Uh huh. Literally no one is confused by these terms, you're just disagreeing with the usages. Say to someone "open up an xterm console" and I guarantee you they will understand that you want them to start an instance of xterm, not that you're having a stroke.

>XNU's console is very specifically a serial or video special kernel device.

If a system uses a word to refer to something specific, that doesn't co-opt the meaning of the word.

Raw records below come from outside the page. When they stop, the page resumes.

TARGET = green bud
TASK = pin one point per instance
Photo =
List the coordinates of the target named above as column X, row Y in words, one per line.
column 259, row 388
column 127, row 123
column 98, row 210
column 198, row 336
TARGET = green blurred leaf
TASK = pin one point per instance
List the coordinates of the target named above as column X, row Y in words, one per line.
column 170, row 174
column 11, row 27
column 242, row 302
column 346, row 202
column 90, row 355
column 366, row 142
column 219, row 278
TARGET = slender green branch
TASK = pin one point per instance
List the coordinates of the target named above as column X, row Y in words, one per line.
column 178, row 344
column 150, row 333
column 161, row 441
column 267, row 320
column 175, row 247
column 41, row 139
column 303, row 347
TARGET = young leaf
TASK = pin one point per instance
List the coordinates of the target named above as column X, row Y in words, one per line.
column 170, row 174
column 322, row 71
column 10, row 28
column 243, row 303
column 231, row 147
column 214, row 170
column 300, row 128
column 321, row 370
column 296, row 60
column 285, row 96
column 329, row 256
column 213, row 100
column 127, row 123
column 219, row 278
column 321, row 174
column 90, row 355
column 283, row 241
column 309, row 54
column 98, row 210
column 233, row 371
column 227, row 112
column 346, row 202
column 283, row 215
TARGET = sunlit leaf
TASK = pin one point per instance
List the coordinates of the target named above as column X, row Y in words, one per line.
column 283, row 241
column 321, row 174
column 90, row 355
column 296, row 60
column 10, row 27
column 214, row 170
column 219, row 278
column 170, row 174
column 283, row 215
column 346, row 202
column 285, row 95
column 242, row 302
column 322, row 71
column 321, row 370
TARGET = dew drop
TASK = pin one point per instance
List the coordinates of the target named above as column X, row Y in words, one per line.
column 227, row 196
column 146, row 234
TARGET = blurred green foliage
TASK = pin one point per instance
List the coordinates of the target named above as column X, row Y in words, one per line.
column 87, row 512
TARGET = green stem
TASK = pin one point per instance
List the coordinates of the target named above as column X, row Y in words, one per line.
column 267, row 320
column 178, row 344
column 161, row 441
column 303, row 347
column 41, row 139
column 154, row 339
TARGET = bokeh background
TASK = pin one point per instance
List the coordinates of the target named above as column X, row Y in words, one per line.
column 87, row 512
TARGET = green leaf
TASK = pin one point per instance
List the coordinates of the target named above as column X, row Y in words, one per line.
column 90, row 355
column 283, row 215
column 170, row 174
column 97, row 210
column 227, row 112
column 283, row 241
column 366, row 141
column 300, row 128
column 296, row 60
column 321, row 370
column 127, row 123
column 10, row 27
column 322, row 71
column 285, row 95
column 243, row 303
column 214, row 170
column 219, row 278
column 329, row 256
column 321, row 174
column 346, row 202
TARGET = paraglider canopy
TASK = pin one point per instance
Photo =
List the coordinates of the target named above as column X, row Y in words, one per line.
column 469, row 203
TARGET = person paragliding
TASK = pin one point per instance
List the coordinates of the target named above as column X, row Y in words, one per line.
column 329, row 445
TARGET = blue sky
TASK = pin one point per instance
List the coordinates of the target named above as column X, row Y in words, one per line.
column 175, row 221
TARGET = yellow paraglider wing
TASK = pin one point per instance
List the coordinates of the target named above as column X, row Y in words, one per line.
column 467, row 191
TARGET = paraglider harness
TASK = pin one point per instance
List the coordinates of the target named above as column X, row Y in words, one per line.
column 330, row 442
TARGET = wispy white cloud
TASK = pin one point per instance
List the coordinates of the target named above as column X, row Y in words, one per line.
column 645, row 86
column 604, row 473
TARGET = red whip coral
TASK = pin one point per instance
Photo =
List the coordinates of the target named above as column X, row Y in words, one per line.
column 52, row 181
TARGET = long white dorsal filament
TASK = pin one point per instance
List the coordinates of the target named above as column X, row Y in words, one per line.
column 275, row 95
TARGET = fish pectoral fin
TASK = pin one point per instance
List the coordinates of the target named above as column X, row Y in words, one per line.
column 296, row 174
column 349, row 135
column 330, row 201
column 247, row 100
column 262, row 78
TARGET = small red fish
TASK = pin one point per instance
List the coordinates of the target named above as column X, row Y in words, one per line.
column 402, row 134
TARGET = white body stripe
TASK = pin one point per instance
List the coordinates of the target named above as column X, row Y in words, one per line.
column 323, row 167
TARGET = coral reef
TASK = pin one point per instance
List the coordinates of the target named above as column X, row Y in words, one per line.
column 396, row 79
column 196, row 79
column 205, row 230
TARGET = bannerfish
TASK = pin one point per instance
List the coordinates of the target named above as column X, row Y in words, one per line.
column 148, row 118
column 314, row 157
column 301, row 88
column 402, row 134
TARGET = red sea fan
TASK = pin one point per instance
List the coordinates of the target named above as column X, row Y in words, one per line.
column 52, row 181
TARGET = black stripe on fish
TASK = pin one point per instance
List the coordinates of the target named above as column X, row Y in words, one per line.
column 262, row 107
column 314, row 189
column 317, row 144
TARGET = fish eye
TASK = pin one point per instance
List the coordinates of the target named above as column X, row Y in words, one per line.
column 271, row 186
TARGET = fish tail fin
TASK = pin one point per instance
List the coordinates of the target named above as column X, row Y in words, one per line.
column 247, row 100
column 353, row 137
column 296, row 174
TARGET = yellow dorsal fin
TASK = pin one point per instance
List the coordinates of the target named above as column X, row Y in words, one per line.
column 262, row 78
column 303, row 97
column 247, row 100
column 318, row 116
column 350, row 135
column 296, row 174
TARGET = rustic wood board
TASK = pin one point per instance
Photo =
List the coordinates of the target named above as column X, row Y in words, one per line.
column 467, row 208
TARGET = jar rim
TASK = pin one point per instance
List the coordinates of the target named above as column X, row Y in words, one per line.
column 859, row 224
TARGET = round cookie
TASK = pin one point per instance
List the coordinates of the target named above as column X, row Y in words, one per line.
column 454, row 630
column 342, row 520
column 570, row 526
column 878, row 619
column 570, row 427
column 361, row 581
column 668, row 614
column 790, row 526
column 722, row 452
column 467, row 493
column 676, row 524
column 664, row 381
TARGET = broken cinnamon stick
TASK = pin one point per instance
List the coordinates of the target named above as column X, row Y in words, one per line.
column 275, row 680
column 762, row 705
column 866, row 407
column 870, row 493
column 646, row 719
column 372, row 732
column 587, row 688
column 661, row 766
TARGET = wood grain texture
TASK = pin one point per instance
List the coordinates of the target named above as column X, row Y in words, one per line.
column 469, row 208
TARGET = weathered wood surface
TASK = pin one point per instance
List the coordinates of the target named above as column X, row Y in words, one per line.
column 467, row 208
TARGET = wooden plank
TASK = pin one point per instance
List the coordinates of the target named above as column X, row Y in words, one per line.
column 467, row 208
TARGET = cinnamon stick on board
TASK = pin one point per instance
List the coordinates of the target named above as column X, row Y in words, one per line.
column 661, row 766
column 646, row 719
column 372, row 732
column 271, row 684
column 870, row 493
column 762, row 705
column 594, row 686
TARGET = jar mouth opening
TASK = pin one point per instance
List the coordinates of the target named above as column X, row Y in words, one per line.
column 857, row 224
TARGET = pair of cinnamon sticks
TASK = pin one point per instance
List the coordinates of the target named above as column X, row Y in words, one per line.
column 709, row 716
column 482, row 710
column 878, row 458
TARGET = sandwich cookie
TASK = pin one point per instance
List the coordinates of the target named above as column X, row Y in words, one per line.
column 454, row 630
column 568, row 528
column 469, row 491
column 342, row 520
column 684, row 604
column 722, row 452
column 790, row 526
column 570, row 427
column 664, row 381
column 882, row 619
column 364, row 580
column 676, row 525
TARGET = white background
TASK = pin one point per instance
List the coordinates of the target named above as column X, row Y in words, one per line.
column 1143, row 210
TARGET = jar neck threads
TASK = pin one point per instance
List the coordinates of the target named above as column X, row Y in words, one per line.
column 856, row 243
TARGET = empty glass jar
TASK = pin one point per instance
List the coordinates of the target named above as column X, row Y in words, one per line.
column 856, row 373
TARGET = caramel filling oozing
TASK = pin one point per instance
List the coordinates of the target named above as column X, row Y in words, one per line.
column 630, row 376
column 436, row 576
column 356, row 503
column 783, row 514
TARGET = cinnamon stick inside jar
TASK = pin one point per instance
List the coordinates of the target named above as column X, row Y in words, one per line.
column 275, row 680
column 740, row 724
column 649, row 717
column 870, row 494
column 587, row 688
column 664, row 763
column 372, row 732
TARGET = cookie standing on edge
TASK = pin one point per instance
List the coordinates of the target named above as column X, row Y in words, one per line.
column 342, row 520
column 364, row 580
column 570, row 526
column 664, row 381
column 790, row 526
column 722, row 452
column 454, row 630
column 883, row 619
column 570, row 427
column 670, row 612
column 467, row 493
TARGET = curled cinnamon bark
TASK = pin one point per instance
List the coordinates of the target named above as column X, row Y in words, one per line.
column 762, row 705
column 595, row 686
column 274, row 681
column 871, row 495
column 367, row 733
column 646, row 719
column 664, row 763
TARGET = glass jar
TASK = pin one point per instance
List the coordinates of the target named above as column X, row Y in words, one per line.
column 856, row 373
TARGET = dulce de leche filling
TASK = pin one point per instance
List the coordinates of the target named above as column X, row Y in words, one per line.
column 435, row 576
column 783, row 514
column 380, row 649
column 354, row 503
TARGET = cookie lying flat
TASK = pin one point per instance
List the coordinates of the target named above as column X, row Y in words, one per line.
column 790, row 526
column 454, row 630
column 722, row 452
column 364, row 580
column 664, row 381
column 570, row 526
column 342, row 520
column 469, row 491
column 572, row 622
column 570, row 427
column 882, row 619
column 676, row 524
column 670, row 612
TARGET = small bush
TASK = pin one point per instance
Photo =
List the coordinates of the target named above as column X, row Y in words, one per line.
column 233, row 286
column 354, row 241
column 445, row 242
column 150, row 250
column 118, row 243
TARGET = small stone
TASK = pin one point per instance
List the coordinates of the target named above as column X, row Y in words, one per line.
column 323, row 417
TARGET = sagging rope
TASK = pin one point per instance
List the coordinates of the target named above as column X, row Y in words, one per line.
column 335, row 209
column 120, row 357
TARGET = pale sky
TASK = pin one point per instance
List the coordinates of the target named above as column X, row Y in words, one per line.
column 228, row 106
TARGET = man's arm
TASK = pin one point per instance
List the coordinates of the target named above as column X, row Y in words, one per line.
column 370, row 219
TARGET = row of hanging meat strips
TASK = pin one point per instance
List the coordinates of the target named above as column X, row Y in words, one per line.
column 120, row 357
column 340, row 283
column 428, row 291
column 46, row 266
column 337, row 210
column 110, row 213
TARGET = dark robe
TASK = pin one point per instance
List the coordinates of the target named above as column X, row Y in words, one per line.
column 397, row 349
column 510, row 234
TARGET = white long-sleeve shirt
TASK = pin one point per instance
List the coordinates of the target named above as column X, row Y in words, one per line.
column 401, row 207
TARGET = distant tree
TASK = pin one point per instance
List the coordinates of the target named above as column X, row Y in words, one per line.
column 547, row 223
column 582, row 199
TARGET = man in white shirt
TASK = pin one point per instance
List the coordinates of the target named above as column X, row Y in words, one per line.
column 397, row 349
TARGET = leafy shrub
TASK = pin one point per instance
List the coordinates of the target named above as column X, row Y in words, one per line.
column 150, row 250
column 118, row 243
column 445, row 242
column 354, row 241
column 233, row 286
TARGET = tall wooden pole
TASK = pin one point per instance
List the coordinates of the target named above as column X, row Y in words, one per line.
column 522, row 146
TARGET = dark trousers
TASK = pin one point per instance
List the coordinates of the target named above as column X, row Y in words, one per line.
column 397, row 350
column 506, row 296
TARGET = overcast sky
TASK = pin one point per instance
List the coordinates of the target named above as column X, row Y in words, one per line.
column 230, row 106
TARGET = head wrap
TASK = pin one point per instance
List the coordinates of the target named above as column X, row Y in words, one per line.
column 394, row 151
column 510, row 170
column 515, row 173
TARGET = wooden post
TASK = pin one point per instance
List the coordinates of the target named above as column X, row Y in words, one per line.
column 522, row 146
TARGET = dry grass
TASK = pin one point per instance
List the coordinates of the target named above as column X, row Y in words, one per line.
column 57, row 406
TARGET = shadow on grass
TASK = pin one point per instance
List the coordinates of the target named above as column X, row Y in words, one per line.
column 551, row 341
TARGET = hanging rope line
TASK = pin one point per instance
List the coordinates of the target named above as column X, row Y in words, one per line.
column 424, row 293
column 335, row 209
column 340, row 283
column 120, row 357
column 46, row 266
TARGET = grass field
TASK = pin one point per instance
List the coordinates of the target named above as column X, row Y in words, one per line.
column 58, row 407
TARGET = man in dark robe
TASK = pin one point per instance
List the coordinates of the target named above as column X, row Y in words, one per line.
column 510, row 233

An "XNU console" and a "console" in the broad sense are distinguishable concepts.

kstrauser 3 days ago | parent | prev | next [-]

Technically true, but I’ve never heard anyone say “open a terminal emulator and type…”

JdeBP 3 days ago | parent | next [-]

You've only been within earshot of slipshod people. (-: And you are typing below a headline that calls the thing a terminal emulator, so you cannot really say that you've never encountered one referred to as such.

M95D 3 days ago | parent | prev [-]

Because people say "open a command prompt". That can be a terminal emulator, a kernel console on screen+keyboard, a terminal via serial port console, or a ssh connection, and usually it doesn't matter which.

JdeBP 3 days ago | parent [-]

At least Microsoft finally stopped making people think (on Windows NT, no less) that these were "DOS prompts", though, which used to be a very common misnomer.

* https://jdebp.uk/FGA/a-cli-is-not-a-dos-prompt.html

You'll rarely find them actually called "command prompt" on the operating systems that Kitty runs on, though, including the operating system that unpopularopp uses. That's largely a Microsoft-ism, and one that has in fact been quietly eroding in the Microsoft world for years since the advent of PowerShell and Microsoft Terminal, with people now more and more writing and talking about opening "PowerShell" or "Terminal" rather than opening "command prompt".

On the operating systems that Kitty runs on, they're called terminal emulators, especially in their own doco and blurbs (as with Kitty, here), and when it comes to desktop menus usually (in contrast to the Microsoft Windows "command prompt" shortcut) have their actual names (Konsole, XTerm, UXTerm, RXVT Unicode, and so on being listed under their names, with GNOME Terminal and its derivatives and Apple's Terminal being somewhat exceptional rather than the rule).

odie5533 3 days ago | parent | prev | next [-]

If your only examples of terminals are in museums, I'm taking over the word.

almostgotcaught 2 days ago | parent | prev [-]

> Please don't confuse the novices

<Proceeds to dump a bunch of irrelevant minutia and links>

Lol my man I don't think you're the right person to be taking advice from on how to not confuse people.

skydhash 3 days ago | parent | prev | next [-]

Long story short: Terminals were the result of moving teleprinting stuff from paper to the screen. The shell is program that accept commands and execute the relevant program and I’m pretty sure console was the whole apparatus.

But now we moved the whole protocol to a program (an emilator) instead, and console refers to the initial boot environment, the attached display, keyboard pair (because you can still use another computer as the interface for control).

But the protocol is fairly old and some stuff clashes with current paradigms for using a computers.

lxe 3 days ago | parent | prev | next [-]

I've been using a terminal extensively for over twenty years. However, I was never able to get to the whole Vim and mouse-less keyboard only setup. If you can live your life to the fullest without using the terminal, I kind of envy you.

unsungNovelty 3 days ago | parent | prev [-]

Checkout clis like ranger (fm), Calcurse, bpytop/btop/htop/top, neovim, taskwarrior...

They are all cool. Probably missing crores of other clis that are cool.